In many way’s I’m proud of the fact that most of the shots that make it to this series were in some way planned. But, that doesn’t stop me loving it when I get a totally expected shot because I happened to be in the right place at the right time with the right gear, and aware enough of my surroundings to realise that fact. That’s exactly what happened when I shot this week’s instalment.
- Camera: Nikon D40
- Lens: Nikon DX AFS 55-200mm
- Exposure: 1/200 sec
- Focal Length: 200mm
- Focal Ratio: f/5.6
- ISO: 200
- Camera Mode: Aperture Priority
- Exposure Bias: -0.7EV
- Processing: Used the Dodge & Burn plugin in Aperture to lighten the bird a little to help it stand out from the background.
Jul
19
Photo of the Week 74 – Commuter Reflections
Filed Under Photography on July 19, 2009 | Leave a Comment
This week’s photo of the week came close to being binned. It really didn’t look like much before tonemapping, and even then, it’s technically imperfect. ‘Pixel Peepers’ would be horrified by the noise down in the bowls of this image, they’d also notice that the focus on the nose of the train is a little soft. Also, anyone can see that the motion blur is not as strong as it could be, and indeed, probably should be. Even after tonemapping, cropping, and quite a few tweaks in Aperture, I initially gave this image a low rating, three out of five to be precise. But, each time I scanned back through the project, the image kept jumping out at me. It kept grabbing my eye. First I increased it to 4 stars. Then, recently, 5 – my threshold for consideration for Photo of the Week.
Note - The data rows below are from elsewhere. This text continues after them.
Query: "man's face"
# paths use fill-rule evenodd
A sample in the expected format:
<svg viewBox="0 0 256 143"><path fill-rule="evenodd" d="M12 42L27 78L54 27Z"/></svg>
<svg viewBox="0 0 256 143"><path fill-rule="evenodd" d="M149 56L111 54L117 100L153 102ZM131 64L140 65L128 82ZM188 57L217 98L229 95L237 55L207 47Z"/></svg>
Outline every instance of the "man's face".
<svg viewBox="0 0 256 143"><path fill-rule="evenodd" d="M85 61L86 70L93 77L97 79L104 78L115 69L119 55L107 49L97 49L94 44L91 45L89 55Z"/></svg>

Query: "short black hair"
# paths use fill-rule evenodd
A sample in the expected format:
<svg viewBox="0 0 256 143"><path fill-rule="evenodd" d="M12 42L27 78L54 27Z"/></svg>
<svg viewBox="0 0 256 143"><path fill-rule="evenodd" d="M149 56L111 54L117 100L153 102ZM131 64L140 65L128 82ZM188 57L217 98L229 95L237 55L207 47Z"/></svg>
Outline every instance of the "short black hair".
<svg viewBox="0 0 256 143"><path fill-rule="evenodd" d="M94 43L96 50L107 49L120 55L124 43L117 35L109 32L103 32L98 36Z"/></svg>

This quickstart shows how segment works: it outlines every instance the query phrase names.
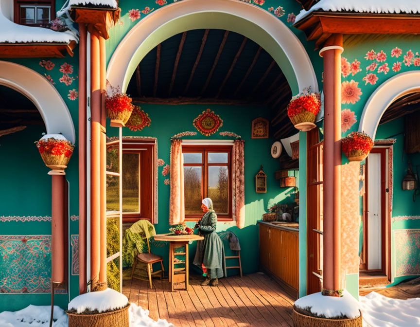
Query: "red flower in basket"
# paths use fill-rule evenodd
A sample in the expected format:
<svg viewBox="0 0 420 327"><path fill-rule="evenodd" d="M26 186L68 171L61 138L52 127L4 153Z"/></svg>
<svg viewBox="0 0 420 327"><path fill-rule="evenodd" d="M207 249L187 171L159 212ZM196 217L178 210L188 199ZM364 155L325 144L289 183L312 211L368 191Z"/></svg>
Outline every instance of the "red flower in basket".
<svg viewBox="0 0 420 327"><path fill-rule="evenodd" d="M341 140L341 149L350 161L362 161L373 147L373 141L367 134L353 132Z"/></svg>
<svg viewBox="0 0 420 327"><path fill-rule="evenodd" d="M47 134L35 144L46 165L55 172L50 174L64 175L74 145L61 134Z"/></svg>
<svg viewBox="0 0 420 327"><path fill-rule="evenodd" d="M106 114L111 119L111 126L115 127L125 126L128 121L134 106L132 99L119 88L114 88L107 82L106 96L105 107Z"/></svg>
<svg viewBox="0 0 420 327"><path fill-rule="evenodd" d="M306 132L315 127L315 117L320 109L319 93L312 92L309 87L292 98L287 106L287 115L295 127Z"/></svg>

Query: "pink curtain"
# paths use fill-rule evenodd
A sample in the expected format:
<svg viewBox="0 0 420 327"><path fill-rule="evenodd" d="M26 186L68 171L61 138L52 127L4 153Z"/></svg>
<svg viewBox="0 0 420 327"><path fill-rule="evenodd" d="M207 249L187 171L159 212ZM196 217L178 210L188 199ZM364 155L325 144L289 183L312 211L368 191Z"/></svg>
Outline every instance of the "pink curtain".
<svg viewBox="0 0 420 327"><path fill-rule="evenodd" d="M245 162L244 157L243 140L235 140L232 155L232 187L233 194L233 218L236 226L242 228L245 226Z"/></svg>
<svg viewBox="0 0 420 327"><path fill-rule="evenodd" d="M169 224L176 225L185 218L184 200L184 159L182 141L173 140L171 145L171 197L169 199Z"/></svg>

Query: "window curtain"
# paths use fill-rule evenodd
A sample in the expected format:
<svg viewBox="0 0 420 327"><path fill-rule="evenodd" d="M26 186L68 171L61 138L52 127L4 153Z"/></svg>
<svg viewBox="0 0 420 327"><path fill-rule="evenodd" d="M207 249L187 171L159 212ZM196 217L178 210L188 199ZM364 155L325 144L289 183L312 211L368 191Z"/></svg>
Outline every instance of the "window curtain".
<svg viewBox="0 0 420 327"><path fill-rule="evenodd" d="M171 197L169 200L169 224L176 225L185 218L184 199L184 159L182 141L171 141Z"/></svg>
<svg viewBox="0 0 420 327"><path fill-rule="evenodd" d="M232 149L232 187L233 218L236 226L245 226L245 162L244 157L243 140L235 140Z"/></svg>

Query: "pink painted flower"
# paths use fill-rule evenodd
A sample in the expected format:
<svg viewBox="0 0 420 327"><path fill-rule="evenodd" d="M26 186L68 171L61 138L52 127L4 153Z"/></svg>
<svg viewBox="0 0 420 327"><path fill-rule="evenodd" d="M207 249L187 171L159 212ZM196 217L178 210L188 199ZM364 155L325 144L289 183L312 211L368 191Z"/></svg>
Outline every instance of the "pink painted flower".
<svg viewBox="0 0 420 327"><path fill-rule="evenodd" d="M357 87L358 82L352 79L350 82L345 81L341 83L341 103L354 104L360 100L362 89Z"/></svg>
<svg viewBox="0 0 420 327"><path fill-rule="evenodd" d="M402 50L400 49L398 47L395 47L394 49L391 50L391 56L398 58L402 54Z"/></svg>
<svg viewBox="0 0 420 327"><path fill-rule="evenodd" d="M359 72L362 71L360 68L360 62L357 59L355 59L354 61L350 64L350 69L351 71L351 75L354 76Z"/></svg>
<svg viewBox="0 0 420 327"><path fill-rule="evenodd" d="M388 73L389 71L389 67L388 66L387 63L385 63L383 65L381 65L378 68L378 73L383 73L385 75Z"/></svg>
<svg viewBox="0 0 420 327"><path fill-rule="evenodd" d="M344 109L341 111L341 131L344 132L357 121L354 112L350 109Z"/></svg>
<svg viewBox="0 0 420 327"><path fill-rule="evenodd" d="M67 95L67 97L70 100L74 101L77 98L78 96L79 96L79 92L76 91L75 89L69 90L69 94Z"/></svg>
<svg viewBox="0 0 420 327"><path fill-rule="evenodd" d="M366 67L367 71L370 71L371 72L373 72L373 71L376 70L376 68L378 67L378 63L376 61L374 61L371 64L370 64L369 66Z"/></svg>
<svg viewBox="0 0 420 327"><path fill-rule="evenodd" d="M148 14L151 11L153 11L155 10L155 8L151 9L150 7L145 7L144 9L141 11L141 13L146 15L146 14Z"/></svg>
<svg viewBox="0 0 420 327"><path fill-rule="evenodd" d="M52 85L55 85L55 82L52 80L52 79L51 78L51 76L49 75L47 75L47 74L44 74L44 76L45 76L45 78L48 80L48 81L51 83Z"/></svg>
<svg viewBox="0 0 420 327"><path fill-rule="evenodd" d="M275 9L274 9L274 15L275 15L278 17L281 17L283 16L286 13L286 12L284 11L284 9L283 9L283 7L281 6L279 6Z"/></svg>
<svg viewBox="0 0 420 327"><path fill-rule="evenodd" d="M367 60L374 60L376 59L376 53L375 52L375 50L372 49L370 51L368 51L365 59Z"/></svg>
<svg viewBox="0 0 420 327"><path fill-rule="evenodd" d="M74 77L69 76L67 74L63 74L63 76L58 80L60 83L64 83L67 86L70 85L75 79Z"/></svg>
<svg viewBox="0 0 420 327"><path fill-rule="evenodd" d="M55 64L52 62L51 60L45 60L43 59L39 62L39 66L41 67L44 67L47 71L51 71L54 68Z"/></svg>
<svg viewBox="0 0 420 327"><path fill-rule="evenodd" d="M401 63L399 61L394 62L392 65L392 70L395 72L399 72L401 70Z"/></svg>
<svg viewBox="0 0 420 327"><path fill-rule="evenodd" d="M295 23L295 21L296 20L296 15L293 13L290 13L287 15L287 22Z"/></svg>
<svg viewBox="0 0 420 327"><path fill-rule="evenodd" d="M365 81L365 85L367 85L368 83L372 85L374 85L376 84L376 82L378 81L378 76L376 76L376 74L371 73L367 74L366 76L362 79L362 80Z"/></svg>
<svg viewBox="0 0 420 327"><path fill-rule="evenodd" d="M128 18L131 21L140 19L140 11L139 9L131 9L128 11Z"/></svg>
<svg viewBox="0 0 420 327"><path fill-rule="evenodd" d="M164 176L166 176L168 175L171 171L171 166L169 164L167 164L163 167L163 170L162 170L162 175Z"/></svg>
<svg viewBox="0 0 420 327"><path fill-rule="evenodd" d="M73 65L65 62L60 66L60 72L63 74L71 74L73 73Z"/></svg>
<svg viewBox="0 0 420 327"><path fill-rule="evenodd" d="M350 64L346 58L341 57L341 74L343 77L347 77L350 73Z"/></svg>
<svg viewBox="0 0 420 327"><path fill-rule="evenodd" d="M386 60L386 54L384 52L384 50L381 50L376 54L376 61L379 62L383 62Z"/></svg>

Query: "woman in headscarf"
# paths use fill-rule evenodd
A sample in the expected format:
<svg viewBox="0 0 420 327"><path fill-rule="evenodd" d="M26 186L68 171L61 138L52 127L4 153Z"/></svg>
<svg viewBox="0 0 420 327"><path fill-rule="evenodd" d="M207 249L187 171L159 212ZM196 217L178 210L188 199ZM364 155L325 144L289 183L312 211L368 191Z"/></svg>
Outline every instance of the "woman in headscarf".
<svg viewBox="0 0 420 327"><path fill-rule="evenodd" d="M204 215L195 228L198 229L198 234L204 236L204 239L197 242L193 263L202 268L205 272L207 270L206 279L201 285L206 286L211 283L212 286L215 286L219 284L218 278L226 275L225 249L222 240L216 233L217 216L213 210L213 201L206 198L202 203Z"/></svg>

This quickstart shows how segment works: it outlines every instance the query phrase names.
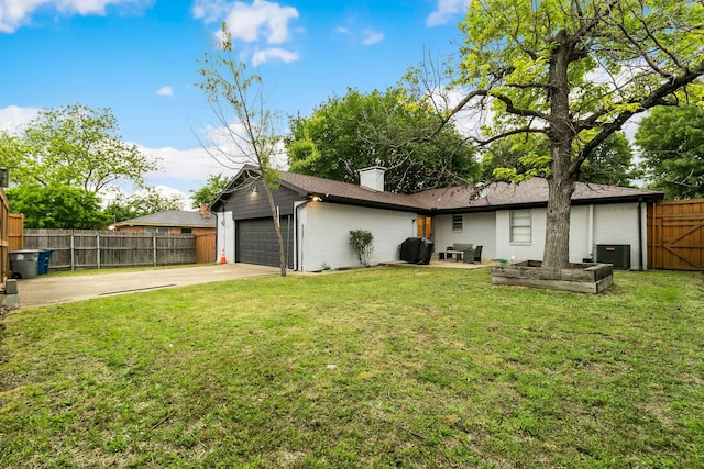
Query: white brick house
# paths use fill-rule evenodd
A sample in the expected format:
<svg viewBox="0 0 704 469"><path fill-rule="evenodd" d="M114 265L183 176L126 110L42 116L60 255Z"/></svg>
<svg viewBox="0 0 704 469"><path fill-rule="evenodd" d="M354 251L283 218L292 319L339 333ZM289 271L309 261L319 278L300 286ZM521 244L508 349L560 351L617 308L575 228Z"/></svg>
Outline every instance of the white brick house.
<svg viewBox="0 0 704 469"><path fill-rule="evenodd" d="M383 168L361 171L362 185L279 172L274 199L288 267L298 271L358 266L351 230L374 235L372 264L398 260L400 243L426 236L443 250L483 246L482 258L541 259L547 181L452 187L405 196L383 190ZM256 168L243 168L210 209L218 216L218 253L231 263L278 265L271 210ZM596 256L597 245L629 245L630 268L647 266L647 206L663 194L578 183L572 197L570 261ZM598 259L595 259L598 260Z"/></svg>

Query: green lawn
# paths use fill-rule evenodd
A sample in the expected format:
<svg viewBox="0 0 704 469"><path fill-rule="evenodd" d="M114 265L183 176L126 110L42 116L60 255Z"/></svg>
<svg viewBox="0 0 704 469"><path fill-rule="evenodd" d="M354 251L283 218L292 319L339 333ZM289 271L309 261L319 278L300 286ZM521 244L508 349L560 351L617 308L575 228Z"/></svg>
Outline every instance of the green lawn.
<svg viewBox="0 0 704 469"><path fill-rule="evenodd" d="M704 467L702 273L271 277L0 319L0 466Z"/></svg>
I’ve spent a lot of time looking at the image to figure out why it kept catching my eye. I’ve figured out at least some of the things I like about it. The most obvious one being, it has a train in it! I also love reflections, so that’s a definite second reason. I also love the soft evening light, it really makes for great photos, but in this case it took tonemapping to bring out that wonderful light. Finally, I’ve always had a thing for panoramic crops.
- Camera: Nikon D40
- Lens: Nikon DX AFS 18-55mm (D40 kit lens)
- Exposure: 1/50 sec
- Focal Length: 18mm
- Focal Ratio: f/18
- ISO: 400
- Camera Mode: Shutter Priority
- Processing: Generated by tonemapping a single RAW file in Photomatix Pro.